Three students in Pitt gear hold reusable grocery bags on their shoulders
Features & Articles

Get ready for Pittsburgh’s single-use plastic ban

  • Our City/Our Campus
  • Sustainability

Starting Oct. 14, plastic bags will no longer be available at stores in the City of Pittsburgh. For many in the Pitt community, however, the move away from single-use plastic bags is nothing new.

 The University has been combating single-use plastics for almost a decade through efforts such as BYO[Bag]. Launched in 2014, the initiative aims to cut back on single-use plastics at markets, take-out orders and the University Stores. Before its launch, Pitt gave out 15,000 single-use plastic bags every week.

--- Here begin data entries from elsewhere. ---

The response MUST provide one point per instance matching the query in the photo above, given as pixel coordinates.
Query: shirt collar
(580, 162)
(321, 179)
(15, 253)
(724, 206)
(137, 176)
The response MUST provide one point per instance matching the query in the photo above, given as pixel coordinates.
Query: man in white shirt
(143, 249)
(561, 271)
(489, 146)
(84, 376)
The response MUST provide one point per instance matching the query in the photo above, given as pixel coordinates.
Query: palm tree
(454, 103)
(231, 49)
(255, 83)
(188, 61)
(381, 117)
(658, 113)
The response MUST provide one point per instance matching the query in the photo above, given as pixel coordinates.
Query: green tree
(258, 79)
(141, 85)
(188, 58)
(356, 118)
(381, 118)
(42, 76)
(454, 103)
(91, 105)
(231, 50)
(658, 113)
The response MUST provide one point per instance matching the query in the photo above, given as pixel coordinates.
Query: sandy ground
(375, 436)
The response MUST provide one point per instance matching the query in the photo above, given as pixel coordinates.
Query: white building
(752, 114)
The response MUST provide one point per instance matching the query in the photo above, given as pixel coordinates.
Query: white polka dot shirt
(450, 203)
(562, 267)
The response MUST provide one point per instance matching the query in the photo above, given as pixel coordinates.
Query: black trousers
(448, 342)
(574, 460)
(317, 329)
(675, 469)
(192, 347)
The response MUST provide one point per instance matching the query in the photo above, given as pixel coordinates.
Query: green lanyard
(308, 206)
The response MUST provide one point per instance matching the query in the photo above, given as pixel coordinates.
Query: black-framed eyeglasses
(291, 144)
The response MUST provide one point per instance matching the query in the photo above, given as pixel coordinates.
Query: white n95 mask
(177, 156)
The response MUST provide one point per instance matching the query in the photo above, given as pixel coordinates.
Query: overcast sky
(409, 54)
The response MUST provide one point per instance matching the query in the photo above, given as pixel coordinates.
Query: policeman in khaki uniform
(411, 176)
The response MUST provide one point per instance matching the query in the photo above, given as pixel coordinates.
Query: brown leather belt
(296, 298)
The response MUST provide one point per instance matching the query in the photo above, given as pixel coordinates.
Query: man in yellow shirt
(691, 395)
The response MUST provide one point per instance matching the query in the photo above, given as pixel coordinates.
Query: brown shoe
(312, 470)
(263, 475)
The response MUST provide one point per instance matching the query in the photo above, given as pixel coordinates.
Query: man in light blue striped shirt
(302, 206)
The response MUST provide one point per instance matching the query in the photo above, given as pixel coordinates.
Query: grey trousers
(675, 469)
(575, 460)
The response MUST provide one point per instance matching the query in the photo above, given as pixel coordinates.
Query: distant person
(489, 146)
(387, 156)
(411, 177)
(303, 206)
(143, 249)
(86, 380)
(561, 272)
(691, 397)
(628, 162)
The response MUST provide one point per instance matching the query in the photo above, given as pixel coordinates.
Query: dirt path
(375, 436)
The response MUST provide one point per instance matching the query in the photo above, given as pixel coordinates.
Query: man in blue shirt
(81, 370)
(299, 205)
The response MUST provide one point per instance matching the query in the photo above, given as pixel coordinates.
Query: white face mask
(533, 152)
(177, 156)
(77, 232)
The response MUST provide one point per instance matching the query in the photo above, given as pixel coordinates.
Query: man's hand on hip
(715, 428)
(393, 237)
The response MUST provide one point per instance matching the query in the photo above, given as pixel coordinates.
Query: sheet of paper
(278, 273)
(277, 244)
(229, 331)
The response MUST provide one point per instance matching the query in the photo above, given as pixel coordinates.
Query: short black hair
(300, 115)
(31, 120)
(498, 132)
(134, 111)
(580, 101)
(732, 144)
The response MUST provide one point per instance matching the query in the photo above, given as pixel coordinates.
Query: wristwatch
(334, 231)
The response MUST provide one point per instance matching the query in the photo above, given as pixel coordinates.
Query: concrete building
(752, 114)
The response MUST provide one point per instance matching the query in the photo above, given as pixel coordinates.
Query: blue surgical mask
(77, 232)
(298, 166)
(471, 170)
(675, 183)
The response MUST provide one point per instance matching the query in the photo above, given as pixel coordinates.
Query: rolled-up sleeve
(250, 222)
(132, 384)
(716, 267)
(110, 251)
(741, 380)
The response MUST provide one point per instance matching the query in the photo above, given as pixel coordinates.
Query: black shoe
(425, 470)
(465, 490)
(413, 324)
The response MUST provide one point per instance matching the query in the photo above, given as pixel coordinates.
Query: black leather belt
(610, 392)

Since implementing the BYO[Bag] program, Pitt has seen a 95% reduction in single-use plastic bags, preventing over 2 million from entering circulation that would otherwise end up in a landfill or as litter. In addition, fees from paper and reusable bags have provided more $20,000 for Pitt Green Fund, which has supported projects like the Plant2Plate Student Garden, solar picnic tables, reusable menstrual product distributions and student-focused sustainability workshops.

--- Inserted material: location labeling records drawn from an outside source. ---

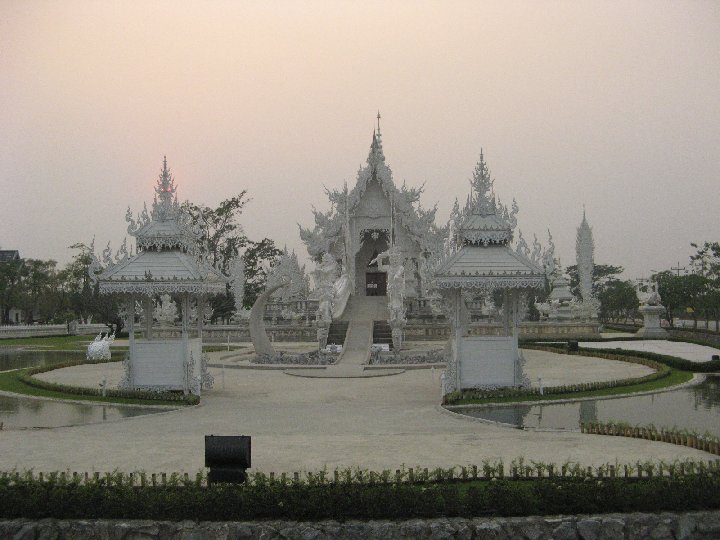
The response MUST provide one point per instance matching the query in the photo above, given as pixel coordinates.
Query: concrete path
(307, 424)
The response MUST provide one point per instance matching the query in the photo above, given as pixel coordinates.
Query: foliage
(222, 240)
(532, 489)
(48, 295)
(602, 273)
(695, 294)
(10, 277)
(618, 299)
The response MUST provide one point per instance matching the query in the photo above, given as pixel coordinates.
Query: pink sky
(609, 104)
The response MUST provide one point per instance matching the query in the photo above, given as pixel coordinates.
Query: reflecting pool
(696, 408)
(21, 412)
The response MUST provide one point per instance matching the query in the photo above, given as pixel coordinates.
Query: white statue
(395, 290)
(166, 311)
(584, 250)
(325, 276)
(99, 349)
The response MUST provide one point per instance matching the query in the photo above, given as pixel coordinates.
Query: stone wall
(690, 526)
(712, 337)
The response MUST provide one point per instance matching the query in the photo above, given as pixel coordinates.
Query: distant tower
(585, 250)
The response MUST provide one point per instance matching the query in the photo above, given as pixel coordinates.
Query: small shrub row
(706, 442)
(27, 377)
(116, 496)
(661, 371)
(670, 361)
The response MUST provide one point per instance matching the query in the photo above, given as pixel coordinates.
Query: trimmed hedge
(26, 377)
(671, 361)
(661, 371)
(115, 497)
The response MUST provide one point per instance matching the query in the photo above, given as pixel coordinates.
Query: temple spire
(165, 191)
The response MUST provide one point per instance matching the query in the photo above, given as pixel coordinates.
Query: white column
(200, 308)
(507, 307)
(185, 353)
(148, 313)
(130, 307)
(459, 329)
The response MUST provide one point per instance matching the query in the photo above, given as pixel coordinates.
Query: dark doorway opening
(375, 284)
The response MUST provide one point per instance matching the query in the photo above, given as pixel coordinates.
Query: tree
(602, 274)
(10, 280)
(706, 263)
(618, 300)
(222, 239)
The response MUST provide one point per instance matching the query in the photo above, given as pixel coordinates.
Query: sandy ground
(306, 424)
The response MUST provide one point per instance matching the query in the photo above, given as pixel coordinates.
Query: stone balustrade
(661, 525)
(15, 331)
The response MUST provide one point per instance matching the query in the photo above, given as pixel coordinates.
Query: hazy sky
(614, 105)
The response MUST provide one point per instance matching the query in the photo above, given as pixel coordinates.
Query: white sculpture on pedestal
(651, 310)
(100, 348)
(587, 308)
(395, 291)
(325, 276)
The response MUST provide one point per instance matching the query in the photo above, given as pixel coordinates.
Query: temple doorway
(375, 284)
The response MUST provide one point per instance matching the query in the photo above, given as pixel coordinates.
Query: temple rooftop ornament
(168, 262)
(478, 256)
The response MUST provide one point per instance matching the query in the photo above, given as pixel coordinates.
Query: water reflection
(20, 412)
(27, 412)
(19, 358)
(695, 408)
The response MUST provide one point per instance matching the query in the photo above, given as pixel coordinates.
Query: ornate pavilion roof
(167, 259)
(478, 254)
(329, 226)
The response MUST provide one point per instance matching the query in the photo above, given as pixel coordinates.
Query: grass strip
(117, 496)
(14, 381)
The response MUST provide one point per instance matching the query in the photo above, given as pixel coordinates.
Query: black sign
(227, 451)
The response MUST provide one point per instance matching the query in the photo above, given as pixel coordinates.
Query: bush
(363, 496)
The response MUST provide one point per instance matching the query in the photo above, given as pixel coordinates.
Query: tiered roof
(329, 226)
(167, 259)
(478, 253)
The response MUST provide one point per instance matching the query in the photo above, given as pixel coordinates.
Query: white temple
(479, 258)
(376, 240)
(585, 257)
(166, 263)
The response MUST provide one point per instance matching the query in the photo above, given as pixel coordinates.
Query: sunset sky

The University Stores also offer shoppers a variety of reusable bags, including a student-made sustainability design.

[Learn more about the Green Fund]

Why the ban and what to do next

Philadelphia implemented a similar ban in 2021 and tasked Pitt PhD economics student Daniel Banko-Ferran and Swarthmore College’s Syon Bhanot to conduct a study of the ban. Among other insights, the researchers estimated the ban prevented more than 200 million bags from entering circulation in the first year alone.

Throughout the City of Pittsburgh, businesses will stop providing plastic bags at checkout, pick-up and delivery services. Per the ordinance, establishments can offer paper bags for a minimum of $0.10 apiece. Individuals using Human Services programs like SNAP and WIC are exempt from the paper bag fee.

Single-use plastic bags can still be used inside grocery stores for unpackaged food like produce, meats and bakery items. However, for people working to avoid plastic as much as possible, reusable produce bags are always an option — and can be found in various stores, including on campus at Maggie and Stella’s.

Storage and sharing

Bags are only useful if you remember them. Pitt Sustainability suggest you keep your bags somewhere easily accessible, in your bag or backpack, by the front door or in your car trunk. Resist the urge to stuff them all into a single bag — that ends up taking up more space.

Already have your collection of reusable bags at the ready and looking for additional ways to incorporate sustainability into your life? There are various ways you can get involved and a plethora of events to enjoy including Pitt Green Workshops, Green Speakeasy and the Pitt Green Ambassador program.